You made an issue with this merger meaning less work. When presented with the solution of Netflix/Amazon you made an issue with the lack of critical recognition. Critics and "sophisticates" form a small audience. Money comes from the mainstream, which watches Netflix and Amazon, etc.
It seems to me that trying to appeal to a limited audience, instead of the mainstream, compounds the problem of content creation due to a smaller level of support from the smaller audience.
Gotcha--
Here's a little more clarity.
You're seeing it as a one to one sort of equation. Lose Fox, but Netflix and Amazon are gaining strength. But that comparison is apples and oranges.
First, the way most big studios are arranged is that they rely on smaller production companies and big name producers to bring them content to produce. Fox proper has made very few films within the auspices of their own development. Off the top of my head, I can think of Singer's Bad Hat Harry, Kinberg's Genre, and New Regency all being there on the lot-- along with at least a dozen other production companies and a handful of big time producers (like Mike De Luca). Some on the lot, some not-- but all have either first-look or overall deals with Fox. They bring content to Fox, and Fox will produce it if the package looks good.
In some cases, like with Genre and Bad Hat Harry, the ProCo's rep and track record is good enough that the studio will hand over some of their IP-- as in the case of both of those two companies working on the X-Men franchise, for example.
Now, say you're a writer pitching a spec script. You go out and take meetings and try to get a production company to option, buy, and/or package your script. On your journey you could go to the Fox lot half a dozen times and meet with completely different entities all working with a deal with Fox. These companies operate independently, and the Fox board above them lets them know if any competing projects come up.
For example, say Kinberg's Genre and New Regency both have interest in picking up scripts about a giant meteor headed for Earth. Fox's development VPs can say to one of the companies, "No, we've got one of those in the works" if one project is further along than the other. Say you are writing that script-- New Regency comes back to you and says there's already a similar property in development at Fox.
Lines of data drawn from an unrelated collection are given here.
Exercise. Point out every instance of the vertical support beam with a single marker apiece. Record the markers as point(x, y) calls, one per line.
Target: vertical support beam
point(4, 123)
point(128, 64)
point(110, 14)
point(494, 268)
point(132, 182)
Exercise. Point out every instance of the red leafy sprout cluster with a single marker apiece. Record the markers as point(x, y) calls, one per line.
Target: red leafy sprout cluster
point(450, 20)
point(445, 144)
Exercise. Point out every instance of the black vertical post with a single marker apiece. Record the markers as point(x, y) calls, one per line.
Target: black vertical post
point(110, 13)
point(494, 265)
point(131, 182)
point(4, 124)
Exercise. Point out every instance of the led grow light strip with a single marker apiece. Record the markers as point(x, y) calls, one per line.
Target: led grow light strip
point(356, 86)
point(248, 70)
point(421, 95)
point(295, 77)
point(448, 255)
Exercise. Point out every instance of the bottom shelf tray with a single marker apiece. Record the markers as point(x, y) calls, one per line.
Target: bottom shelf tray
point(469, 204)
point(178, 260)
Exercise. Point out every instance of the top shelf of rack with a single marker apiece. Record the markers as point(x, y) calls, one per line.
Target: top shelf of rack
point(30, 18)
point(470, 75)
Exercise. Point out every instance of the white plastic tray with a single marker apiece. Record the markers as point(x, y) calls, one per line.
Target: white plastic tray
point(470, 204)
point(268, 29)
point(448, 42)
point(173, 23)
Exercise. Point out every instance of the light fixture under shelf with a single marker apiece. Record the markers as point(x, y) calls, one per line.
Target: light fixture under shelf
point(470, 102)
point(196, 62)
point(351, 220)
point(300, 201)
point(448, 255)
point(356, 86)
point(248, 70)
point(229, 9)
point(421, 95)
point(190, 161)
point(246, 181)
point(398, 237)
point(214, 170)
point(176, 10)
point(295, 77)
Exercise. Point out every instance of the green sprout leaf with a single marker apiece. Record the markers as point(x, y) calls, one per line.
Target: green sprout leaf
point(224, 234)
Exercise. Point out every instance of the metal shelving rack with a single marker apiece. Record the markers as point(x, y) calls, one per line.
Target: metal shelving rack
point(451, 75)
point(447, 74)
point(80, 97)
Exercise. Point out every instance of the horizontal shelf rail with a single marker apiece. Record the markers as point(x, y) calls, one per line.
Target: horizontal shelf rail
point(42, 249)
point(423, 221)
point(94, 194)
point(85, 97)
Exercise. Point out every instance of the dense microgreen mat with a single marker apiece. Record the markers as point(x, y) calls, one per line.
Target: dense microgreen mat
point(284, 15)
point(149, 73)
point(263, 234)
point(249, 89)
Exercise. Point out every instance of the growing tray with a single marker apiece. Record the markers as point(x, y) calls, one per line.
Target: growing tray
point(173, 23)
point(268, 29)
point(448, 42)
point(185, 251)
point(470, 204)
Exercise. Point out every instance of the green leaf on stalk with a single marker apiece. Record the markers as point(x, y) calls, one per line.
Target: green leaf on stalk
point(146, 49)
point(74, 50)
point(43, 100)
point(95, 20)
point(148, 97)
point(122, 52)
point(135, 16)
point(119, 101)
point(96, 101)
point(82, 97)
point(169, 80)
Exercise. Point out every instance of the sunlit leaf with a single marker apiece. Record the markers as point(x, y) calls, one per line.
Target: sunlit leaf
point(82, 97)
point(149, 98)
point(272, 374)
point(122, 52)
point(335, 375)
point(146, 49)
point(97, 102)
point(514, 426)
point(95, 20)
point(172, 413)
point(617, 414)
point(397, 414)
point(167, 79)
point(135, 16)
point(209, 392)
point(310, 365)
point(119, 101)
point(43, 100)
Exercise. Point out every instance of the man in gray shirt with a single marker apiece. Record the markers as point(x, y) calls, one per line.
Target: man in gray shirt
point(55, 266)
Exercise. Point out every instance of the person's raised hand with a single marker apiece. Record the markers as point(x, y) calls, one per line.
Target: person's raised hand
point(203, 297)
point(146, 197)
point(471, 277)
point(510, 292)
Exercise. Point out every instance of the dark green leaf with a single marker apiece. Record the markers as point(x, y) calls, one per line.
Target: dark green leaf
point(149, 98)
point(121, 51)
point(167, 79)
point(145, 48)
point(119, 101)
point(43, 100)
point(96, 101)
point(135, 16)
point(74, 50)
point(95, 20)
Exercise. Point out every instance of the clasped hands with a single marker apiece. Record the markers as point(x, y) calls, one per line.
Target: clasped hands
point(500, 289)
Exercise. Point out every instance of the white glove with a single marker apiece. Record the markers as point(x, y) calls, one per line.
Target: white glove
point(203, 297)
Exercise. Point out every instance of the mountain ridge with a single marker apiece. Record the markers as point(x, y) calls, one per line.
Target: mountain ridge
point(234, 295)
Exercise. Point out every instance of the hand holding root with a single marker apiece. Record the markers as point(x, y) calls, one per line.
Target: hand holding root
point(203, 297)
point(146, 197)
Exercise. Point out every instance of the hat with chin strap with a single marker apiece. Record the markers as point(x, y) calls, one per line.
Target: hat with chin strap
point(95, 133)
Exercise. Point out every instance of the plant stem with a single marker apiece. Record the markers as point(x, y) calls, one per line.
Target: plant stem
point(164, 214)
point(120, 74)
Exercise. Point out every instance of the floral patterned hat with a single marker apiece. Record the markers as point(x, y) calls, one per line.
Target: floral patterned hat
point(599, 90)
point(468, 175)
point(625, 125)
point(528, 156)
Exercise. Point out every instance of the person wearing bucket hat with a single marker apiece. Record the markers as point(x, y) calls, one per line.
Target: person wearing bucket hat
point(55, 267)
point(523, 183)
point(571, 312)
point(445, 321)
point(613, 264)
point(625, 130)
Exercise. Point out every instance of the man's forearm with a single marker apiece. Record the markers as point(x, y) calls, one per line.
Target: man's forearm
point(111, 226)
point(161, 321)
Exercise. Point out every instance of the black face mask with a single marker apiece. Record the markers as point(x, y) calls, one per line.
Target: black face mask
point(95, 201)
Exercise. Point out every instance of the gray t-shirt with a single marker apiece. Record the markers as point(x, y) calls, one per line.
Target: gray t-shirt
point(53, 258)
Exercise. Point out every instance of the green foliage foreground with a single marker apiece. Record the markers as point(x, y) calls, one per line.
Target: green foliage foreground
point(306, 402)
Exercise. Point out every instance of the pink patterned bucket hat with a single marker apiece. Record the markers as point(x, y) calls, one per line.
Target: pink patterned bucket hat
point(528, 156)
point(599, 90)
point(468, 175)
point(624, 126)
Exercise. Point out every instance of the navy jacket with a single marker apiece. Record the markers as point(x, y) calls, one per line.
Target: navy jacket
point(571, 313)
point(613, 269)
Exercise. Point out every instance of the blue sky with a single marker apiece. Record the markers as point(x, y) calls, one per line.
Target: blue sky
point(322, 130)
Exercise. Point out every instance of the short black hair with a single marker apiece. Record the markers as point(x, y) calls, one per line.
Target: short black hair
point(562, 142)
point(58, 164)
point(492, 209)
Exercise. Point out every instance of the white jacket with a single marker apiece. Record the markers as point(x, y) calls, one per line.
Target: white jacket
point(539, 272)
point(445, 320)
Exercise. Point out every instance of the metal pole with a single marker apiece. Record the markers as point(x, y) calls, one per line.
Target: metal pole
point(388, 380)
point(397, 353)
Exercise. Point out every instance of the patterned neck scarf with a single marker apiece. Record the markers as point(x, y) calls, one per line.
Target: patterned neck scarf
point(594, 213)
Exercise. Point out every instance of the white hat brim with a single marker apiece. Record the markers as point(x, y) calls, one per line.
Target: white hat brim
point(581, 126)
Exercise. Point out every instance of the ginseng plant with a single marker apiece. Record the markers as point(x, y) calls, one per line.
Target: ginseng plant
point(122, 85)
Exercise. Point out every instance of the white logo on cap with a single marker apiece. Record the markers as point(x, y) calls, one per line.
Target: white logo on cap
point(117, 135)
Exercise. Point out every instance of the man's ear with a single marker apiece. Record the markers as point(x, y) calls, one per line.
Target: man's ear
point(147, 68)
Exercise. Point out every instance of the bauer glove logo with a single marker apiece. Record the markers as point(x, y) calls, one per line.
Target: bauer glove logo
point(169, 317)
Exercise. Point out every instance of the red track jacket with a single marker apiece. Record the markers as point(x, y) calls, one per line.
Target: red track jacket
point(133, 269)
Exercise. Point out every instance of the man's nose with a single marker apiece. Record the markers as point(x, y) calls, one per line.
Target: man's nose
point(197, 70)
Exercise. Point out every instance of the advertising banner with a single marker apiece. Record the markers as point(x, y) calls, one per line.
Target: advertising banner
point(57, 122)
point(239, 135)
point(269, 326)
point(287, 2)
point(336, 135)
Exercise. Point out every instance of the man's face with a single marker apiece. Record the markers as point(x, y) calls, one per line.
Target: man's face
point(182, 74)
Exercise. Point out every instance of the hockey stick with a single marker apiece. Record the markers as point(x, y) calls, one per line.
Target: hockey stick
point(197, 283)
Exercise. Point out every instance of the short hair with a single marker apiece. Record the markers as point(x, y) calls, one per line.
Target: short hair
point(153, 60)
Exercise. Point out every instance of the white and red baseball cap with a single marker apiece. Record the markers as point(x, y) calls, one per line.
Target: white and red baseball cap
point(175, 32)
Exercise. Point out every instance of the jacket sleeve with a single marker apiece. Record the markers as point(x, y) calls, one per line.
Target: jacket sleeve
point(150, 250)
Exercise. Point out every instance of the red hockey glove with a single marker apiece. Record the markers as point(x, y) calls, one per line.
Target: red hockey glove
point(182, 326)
When they say "At Fox" the mean "with a production companies Fox has a deal with."
As a screenwriter, you can still take that script out to any other production company you like-- but now you know no one with a Fox deal will touch it. But you could find a home for it with another ProCo that decides they like your script so much they are going to push it through quick to beat the other one to market. You still have a chance with your script-- just not back at Fox. Once one studio can no longer do the project, you've actually cutting out many individual potential buyers for your script. Not ONE, but MANY.
I don't claim to know the details of the Disney/Fox deal-- but when you are shopping a script, you have tens upon tens of potential options. When I say Fox and Disney becoming one means less opportunity for original content, I'm referring to this process. I don't know off hand how many production companies have overall or first look deals with Fox, but it's a lot. Disney does the exact same thing-- all studios do. So if there can now be no competing projects between Fox and Disney, and all of their subsidiaries, and individual deals with producers, you're killing off a very large chunk of potential homes for new content. (I don't know if this is for sure happening, hopefully I am wrong).
And keep in mind a "competing project" could be two movies that are completely different, but both of them have a magic pocket watch. A studio head will say, "We don't need two magic pocket watch movies" even if one is a Victorian Mystery and the other is an outer space adventure.
Losing Fox doesn't mean losing just one studio as a content developer-- it means losing several dozen.
Netflix and Amazon are all in one shops, mini studios with their own distribution platform. They don't do what studios do and have deals with multiple sources. They do one of two things: acquire finished products, or producer their own from the ground up. No one has overall deals with these companies. They either buy or fund/produce concepts on a per project basis.
And what I meant about them in the feature space is that while they make features, they are predominantly known for TV style content. They are both pushing, and gaining some traction, but their features do not have the same level of success their shows do, outside of critically acclaimed / high brow entertainment.
Their numbers certainly can compete with TV numbers, but not with theatrical box office takes... not yet. It will shift, but they aren't there yet.